DVT is a cross-engine data transformation CLI built on [dbt](https://github.com/dbt-labs/dbt-core). Write SQL models that JOIN tables living on *different* database engines — MySQL with Snowflake, Oracle with PostgreSQL, anything with anything — and DVT handles extraction, federation, and loading automatically.

```sql
{{ config(materialized='f_table') }}   -- "f" = federated

select
    c.customer_name,
    o.order_date,
    o.total_amount
from {{ source('crm', 'customers') }} c      -- lives on MySQL
join {{ source('erp', 'orders') }} o          -- lives on Snowflake
  on c.customer_id = o.customer_id
where o.order_date >= '2024-01-01'
```

```bash
pip install dvt-core
dvt sync       # installs every adapter + driver your profiles.yml needs
dvt run        # dbt runs what dbt can; DVT federates the rest
dvt version    # (worth running once — you'll see)
```

Website & full docs: **[getdvt.net](https://www.getdvt.net)** · [Quickstart](https://www.getdvt.net/docs/quickstart) · [PyPI](https://pypi.org/project/dvt-core/)

---

## Architecture

DVT is a **wrapper around stock dbt-core**, not a fork. dbt compiles the project and runs every standard model; DVT picks up the models dbt can't express — cross-engine federation models and locally-executed Python models — and runs them through its own pipeline:

```mermaid
flowchart TB
    CLI([dvt run / build]) --> COMPILE["dbt compile → manifest.json"]
    COMPILE --> STD["standard models<br/>table · view · incremental"]
    COMPILE --> FED["federated models<br/>f_table · f_incremental · .py"]
    STD --> DBT["stock dbt executes them<br/>on the default target"]
    FED --> HOMO{"all sources on<br/>ONE connection?"}
    HOMO -- "yes — Sling direct" --> DIRECT["whole query transpiled to the
    source engine, streamed straight
    to the target — no staging"]
    HOMO -- "no — federation" --> DECOMP["1 · DECOMPOSE — SQLGlot maps every
    table to a profiles.yml connection"]
    DECOMP --> PUSH["2 · TRANSPILE + PUSH DOWN — minimal
    per-source queries, each engine's dialect"]
    PUSH --> EXTRACT["3 · EXTRACT — Sling → Parquet, parallel"]
    EXTRACT --> COMPUTE["4 · COMPUTE — DuckDB joins locally"]
    COMPUTE --> LOAD["5 · LOAD — Sling delivers to any
    database, warehouse, or bucket"]
    DIRECT --> TARGET[("target")]
    LOAD --> TARGET
    DBT --> TARGET
```

### The Sling direct path (0.2.5)

When every source in an `f_table` model lives on **one** connection, steps 3–5 collapse into a single hop: the whole query — joins and aggregations included — is transpiled to that engine's dialect and submitted to Sling as a custom-SQL stream loaded straight to the target.
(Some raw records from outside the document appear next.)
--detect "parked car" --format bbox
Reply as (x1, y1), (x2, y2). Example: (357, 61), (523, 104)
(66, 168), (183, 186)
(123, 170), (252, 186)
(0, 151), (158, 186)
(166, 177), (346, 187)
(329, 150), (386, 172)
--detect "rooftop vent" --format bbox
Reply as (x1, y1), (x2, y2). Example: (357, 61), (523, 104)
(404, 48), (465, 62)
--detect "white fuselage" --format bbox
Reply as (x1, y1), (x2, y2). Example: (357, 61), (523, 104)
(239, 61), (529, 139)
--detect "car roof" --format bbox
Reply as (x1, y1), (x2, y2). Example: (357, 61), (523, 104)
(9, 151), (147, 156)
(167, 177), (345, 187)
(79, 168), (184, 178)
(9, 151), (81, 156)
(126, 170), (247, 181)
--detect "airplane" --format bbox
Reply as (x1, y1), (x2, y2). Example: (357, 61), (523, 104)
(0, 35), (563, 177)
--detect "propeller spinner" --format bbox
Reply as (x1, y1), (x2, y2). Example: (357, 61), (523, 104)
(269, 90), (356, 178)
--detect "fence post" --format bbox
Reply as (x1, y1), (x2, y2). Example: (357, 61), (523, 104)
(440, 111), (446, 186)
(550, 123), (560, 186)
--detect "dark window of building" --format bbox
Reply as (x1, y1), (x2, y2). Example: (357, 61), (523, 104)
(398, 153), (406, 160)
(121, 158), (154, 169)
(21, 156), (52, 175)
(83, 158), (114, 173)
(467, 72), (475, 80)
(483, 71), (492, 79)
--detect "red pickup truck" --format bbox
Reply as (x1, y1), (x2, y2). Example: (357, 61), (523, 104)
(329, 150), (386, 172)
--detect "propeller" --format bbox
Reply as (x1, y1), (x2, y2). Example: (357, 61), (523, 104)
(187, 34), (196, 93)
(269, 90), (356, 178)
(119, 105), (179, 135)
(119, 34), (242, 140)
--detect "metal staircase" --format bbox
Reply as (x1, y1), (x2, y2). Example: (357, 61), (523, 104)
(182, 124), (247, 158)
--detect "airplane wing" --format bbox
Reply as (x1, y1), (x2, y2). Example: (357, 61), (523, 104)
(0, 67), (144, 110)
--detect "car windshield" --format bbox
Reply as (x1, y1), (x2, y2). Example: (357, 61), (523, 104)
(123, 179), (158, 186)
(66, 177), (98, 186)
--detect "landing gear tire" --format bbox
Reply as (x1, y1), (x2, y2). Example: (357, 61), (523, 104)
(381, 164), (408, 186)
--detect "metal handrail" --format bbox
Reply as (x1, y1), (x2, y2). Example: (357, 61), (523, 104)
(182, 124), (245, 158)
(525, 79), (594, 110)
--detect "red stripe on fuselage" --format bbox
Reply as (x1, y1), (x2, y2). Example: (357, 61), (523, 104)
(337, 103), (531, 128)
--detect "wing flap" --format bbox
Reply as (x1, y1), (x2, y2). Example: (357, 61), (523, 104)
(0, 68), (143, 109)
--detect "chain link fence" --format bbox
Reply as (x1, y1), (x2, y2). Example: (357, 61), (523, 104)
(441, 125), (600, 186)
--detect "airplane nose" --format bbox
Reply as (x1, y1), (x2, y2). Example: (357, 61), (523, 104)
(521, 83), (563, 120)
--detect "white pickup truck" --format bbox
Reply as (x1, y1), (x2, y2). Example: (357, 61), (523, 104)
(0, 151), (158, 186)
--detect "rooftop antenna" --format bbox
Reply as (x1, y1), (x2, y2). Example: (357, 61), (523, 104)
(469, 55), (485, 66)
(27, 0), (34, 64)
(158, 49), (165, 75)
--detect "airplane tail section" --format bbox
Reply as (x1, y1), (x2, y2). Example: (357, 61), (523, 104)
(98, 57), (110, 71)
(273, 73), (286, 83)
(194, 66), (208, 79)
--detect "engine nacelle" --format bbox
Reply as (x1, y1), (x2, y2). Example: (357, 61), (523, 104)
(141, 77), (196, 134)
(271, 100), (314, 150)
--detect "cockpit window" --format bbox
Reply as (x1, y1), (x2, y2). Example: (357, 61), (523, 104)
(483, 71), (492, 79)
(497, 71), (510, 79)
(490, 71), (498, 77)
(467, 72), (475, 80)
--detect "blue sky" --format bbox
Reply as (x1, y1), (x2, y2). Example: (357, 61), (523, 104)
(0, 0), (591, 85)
No Parquet staging, no DuckDB. The check is automatic and per-run; any failure falls back to the standard pipeline. Add a source on another engine tomorrow and the same model silently switches to the federation pipeline — the model never changes.

### Execution paths

| Your model | Who runs it | How |
|---|---|---|
| `table` / `view` / `incremental` | stock dbt | natively on the default target — whole-query pushdown by definition |
| `f_table` / `f_incremental`, sources on one connection | DVT | **Sling direct**: full query pushed to the source engine, result streamed to the target |
| `f_table` / `f_incremental`, sources span connections | DVT | decompose → per-source pushdown extraction → DuckDB compute → load |
| `.py` models | DVT | locally executed; result loads to any target |

Standard models that set a non-default `target=` are **refused** with guidance (dbt silently ignores the kwarg — your model would land on the wrong engine).

### Design principles

- **Wrapper, not fork.** DVT shells out to the dbt CLI and reads `manifest.json` — it never imports dbt internals. Your dbt version can move; DVT keeps working. Every dbt feature (Jinja, macros, packages, tests, snapshots, docs) works because it *is* dbt running it.
- **Dual-dialect by design.** Federation models are written in DuckDB dialect and are transpiled per source — they never depend on any engine's syntax. Standard models compile in the default target's dialect via the official dbt adapter. Result: switching your default target (e.g. PostgreSQL → Databricks) is a profile change, not a rewrite.
- **Pushdown first.** The fastest row to move is the one you never extract. Filters and column pruning push down to source engines; when every table in a model lives on one engine, the entire query pushes down and nothing moves at all.
- **Your hardware does the joining.** Cross-engine compute happens in DuckDB on the machine running DVT — source databases only ever serve simple filtered SELECTs, and no warehouse bills you for the join.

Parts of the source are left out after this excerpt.